CEO Dario Amodei has already met with Chief of Staff Susie Wiles and Treasury Secretary Scott Bessent. The White House described the conversation as productive, but the models remain offline globally.
Anthropic has sent part of its senior technical team to Washington to discuss with the White House the reactivation of Claude Mythos 5 and Claude Fable 5, which have been offline globally since the evening of Friday (12). The information was initially reported by Axios on Sunday (14), and the White House, in a statement, described the first meeting as "productive and constructive."
The initial meeting brought together CEO Dario Amodei, White House Chief of Staff Susie Wiles, and Treasury Secretary Scott Bessent. According to the official note released by the White House, the agenda involved "opportunities for collaboration in cybersecurity, AI safety, and U.S. leadership in the race for artificial intelligence." The meeting did not include Secretary of Commerce Howard Lutnick, who signed the export control order, nor Secretary of Defense Pete Hegseth, with whom Anthropic has been in an ongoing legal dispute since March.
The Letter that Took the Models Offline
Lutnick's directive reached Amodei on Thursday (11) at 5:21 PM Washington time, according to Axios. The document subjects Mythos 5 and Fable 5 to export control regulations and requires a license for any access by foreigners, inside or outside the United States. As Anthropic is unable to separate foreign users from American users in real-time within its commercial product, the company turned off both models worldwide around midnight from Friday to Saturday. Only Claude Opus 4.8 and previous generations remain available.
The order was preceded by a warning from Amazon. AWS researchers were able, with a specific sequence of prompts, to extract restricted information from Mythos regarding cyber-attack techniques. Andy Jassy, CEO of Amazon, brought these findings to senior officials in the administration on Thursday. Anthropic publicly maintains that it is a narrow bypass based on asking the model to read a specific codebase, rather than a universal jailbreak of protections.
The Interrupted Commercial Window
Fable 5 was released on June 9 with a free offer until June 22 for Pro, Max, Team, and Enterprise subscribers. Mythos 5, focused on cybersecurity, had been distributed since June 2 to 150 organizations in over 15 countries. Anthropic announced refunds for those who paid for access, without disclosing the total amount. The company's annualized revenue reached $47 billion in May, according to Daniela Amodei, the company's president, in a panel at Bloomberg Tech on June 4.
Salesforce, which confirmed in May its commitment to spend $300 million on Anthropic tokens only in 2026, lost access to the vendor's newest models. Marc Benioff, CEO of Salesforce, justified the expenditure in the All-In podcast by saying that "everything is going to be cheaper to do" thanks to the use of AI for coding.
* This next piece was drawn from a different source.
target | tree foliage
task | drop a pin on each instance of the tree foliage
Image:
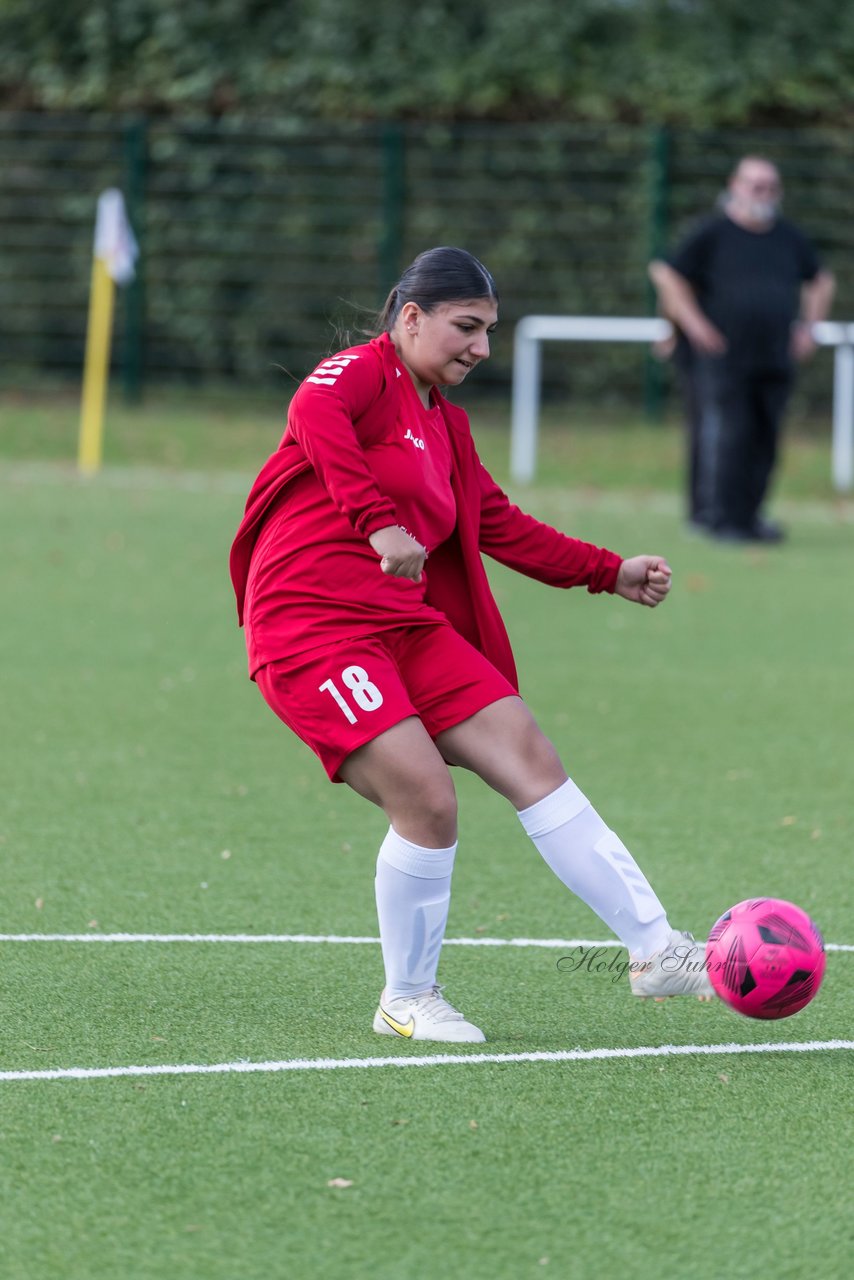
(681, 62)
For integrators like Capgemini, Infosys, and CI&T, who had been selling Claude-based deliverables to European and Brazilian banks, the interruption forced them to trigger contingency plans with Gemini and GPT amid deployment sprints.
The Pentagon at the Core of the Dispute
The current dispute carries over from previous tensions. On February 27, Trump ordered federal civilian agencies to cease using Anthropic's technology. In March, the Department of Defense labeled the company as a supply chain risk after it refused to release its models for use in autonomous weapons and domestic surveillance. Anthropic sued the government that same month and obtained a partial injunction in a federal court in California, a decision that has yet to be reviewed by a higher court. It was the first American company to receive the label, typically reserved for suppliers linked to China, Russia, and Iran.
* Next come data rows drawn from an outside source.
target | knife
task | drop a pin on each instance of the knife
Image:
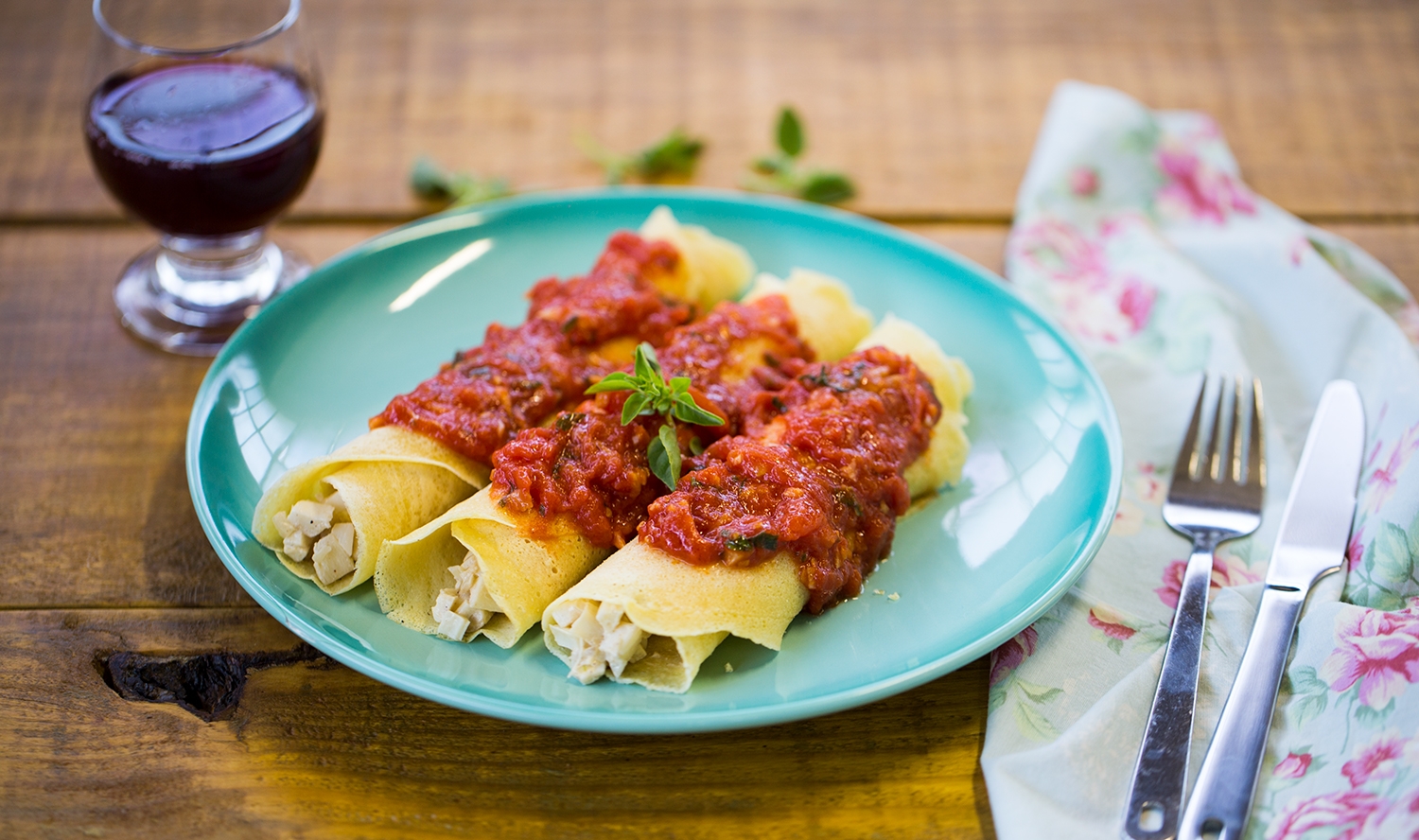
(1310, 545)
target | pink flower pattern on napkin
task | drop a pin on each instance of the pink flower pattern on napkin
(1293, 766)
(1106, 240)
(1009, 656)
(1382, 473)
(1379, 650)
(1375, 761)
(1112, 623)
(1095, 301)
(1347, 812)
(1194, 189)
Bessent was chosen as the interlocutor by Anthropic precisely because he is outside the Pentagon's hardline faction. The Treasury Secretary coordinates the government's broader commercial strategy and has direct concerns about the impact of the measure on the U.S. position in the global AI market. Wiles, according to Axios, saw the discussions as an opportunity to avoid a prolonged fight that would serve as ammunition for the European and Chinese narrative that the U.S. is using AI as a commercial weapon.
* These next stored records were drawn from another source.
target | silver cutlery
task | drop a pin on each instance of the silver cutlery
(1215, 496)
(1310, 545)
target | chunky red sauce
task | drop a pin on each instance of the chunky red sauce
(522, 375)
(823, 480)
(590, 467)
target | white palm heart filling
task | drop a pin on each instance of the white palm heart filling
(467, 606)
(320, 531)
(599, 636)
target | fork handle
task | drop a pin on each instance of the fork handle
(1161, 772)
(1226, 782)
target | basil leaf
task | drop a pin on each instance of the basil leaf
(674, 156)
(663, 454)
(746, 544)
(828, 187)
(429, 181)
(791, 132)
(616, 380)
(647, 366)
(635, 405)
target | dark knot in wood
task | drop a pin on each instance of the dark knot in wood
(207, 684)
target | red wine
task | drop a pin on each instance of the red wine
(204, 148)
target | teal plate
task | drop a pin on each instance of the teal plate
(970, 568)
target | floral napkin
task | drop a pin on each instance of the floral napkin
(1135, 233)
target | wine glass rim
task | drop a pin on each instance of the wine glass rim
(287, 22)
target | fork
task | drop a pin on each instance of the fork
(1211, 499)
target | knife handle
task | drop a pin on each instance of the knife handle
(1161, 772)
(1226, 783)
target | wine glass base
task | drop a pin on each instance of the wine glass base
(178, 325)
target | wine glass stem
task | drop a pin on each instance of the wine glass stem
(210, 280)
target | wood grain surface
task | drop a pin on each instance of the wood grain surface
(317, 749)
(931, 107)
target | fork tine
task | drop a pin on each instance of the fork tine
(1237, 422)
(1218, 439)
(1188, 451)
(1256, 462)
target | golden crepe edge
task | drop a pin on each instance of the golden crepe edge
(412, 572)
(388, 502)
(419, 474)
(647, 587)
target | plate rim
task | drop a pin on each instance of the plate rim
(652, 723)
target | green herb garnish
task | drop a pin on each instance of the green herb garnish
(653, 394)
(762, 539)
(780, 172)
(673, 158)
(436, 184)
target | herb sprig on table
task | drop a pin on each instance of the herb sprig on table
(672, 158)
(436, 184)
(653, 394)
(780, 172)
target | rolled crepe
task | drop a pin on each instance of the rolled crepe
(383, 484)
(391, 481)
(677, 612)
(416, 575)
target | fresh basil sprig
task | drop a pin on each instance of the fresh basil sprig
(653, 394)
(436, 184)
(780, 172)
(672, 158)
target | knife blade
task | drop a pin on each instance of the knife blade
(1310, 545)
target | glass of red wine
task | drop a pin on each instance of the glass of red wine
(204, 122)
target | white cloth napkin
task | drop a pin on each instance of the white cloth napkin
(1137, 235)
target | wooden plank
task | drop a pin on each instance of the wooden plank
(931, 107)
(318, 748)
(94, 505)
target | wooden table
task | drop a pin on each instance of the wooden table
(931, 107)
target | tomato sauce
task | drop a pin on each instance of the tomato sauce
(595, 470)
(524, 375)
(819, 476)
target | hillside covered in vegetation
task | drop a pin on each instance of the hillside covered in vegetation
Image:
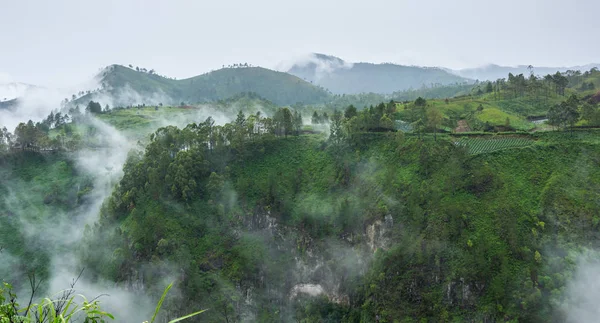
(259, 212)
(342, 77)
(124, 86)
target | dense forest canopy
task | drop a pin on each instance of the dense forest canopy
(451, 203)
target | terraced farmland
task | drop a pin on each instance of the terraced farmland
(479, 145)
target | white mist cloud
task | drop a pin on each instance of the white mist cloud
(322, 65)
(583, 291)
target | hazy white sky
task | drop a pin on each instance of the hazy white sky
(58, 42)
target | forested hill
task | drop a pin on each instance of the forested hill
(493, 72)
(126, 86)
(341, 77)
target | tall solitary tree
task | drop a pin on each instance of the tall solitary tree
(434, 119)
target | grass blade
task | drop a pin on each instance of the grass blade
(162, 298)
(187, 316)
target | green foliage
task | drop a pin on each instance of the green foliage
(479, 145)
(277, 87)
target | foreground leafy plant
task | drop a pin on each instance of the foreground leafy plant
(64, 309)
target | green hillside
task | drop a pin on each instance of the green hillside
(341, 77)
(508, 104)
(246, 217)
(126, 86)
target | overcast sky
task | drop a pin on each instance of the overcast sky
(55, 43)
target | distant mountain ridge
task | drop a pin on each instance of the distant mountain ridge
(124, 86)
(493, 72)
(341, 77)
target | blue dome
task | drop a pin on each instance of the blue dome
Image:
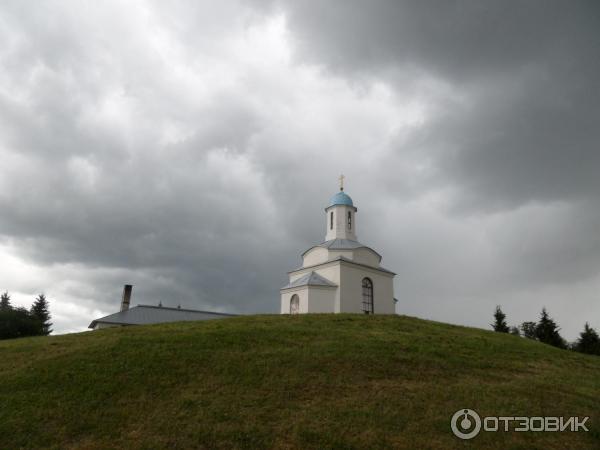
(341, 198)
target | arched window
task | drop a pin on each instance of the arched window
(367, 296)
(295, 304)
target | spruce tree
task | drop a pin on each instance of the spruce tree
(528, 329)
(499, 324)
(588, 342)
(5, 302)
(547, 331)
(41, 313)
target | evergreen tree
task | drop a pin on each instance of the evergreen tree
(528, 329)
(17, 322)
(41, 313)
(499, 324)
(5, 302)
(547, 331)
(588, 342)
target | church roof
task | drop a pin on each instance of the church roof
(341, 198)
(344, 259)
(310, 279)
(147, 314)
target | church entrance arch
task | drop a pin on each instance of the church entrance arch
(295, 304)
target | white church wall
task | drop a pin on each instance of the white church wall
(340, 228)
(286, 297)
(366, 256)
(315, 256)
(351, 290)
(321, 300)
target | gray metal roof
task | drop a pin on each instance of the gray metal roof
(310, 279)
(342, 244)
(348, 260)
(147, 314)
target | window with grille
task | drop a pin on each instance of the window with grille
(367, 296)
(295, 304)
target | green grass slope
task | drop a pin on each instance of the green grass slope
(316, 381)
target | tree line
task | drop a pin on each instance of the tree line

The Bottom Line for Corporate Buyers
Regardless of how the impasse is resolved, there remains an operational lesson for CIOs and CISOs in any market: a SaaS model can be turned off by executive decision in the United States without notice to foreign buyers. The relevant contract is not only the vendor's but also the jurisdiction in which it operates. Corporate risk teams in Germany are already citing the shutdown to support BaFin's requirements on exit plans from AI providers. Banks in Japan and fintechs in Brazil that standardized critical workflows on Claude are entering mandatory architectural reviews in the coming weeks.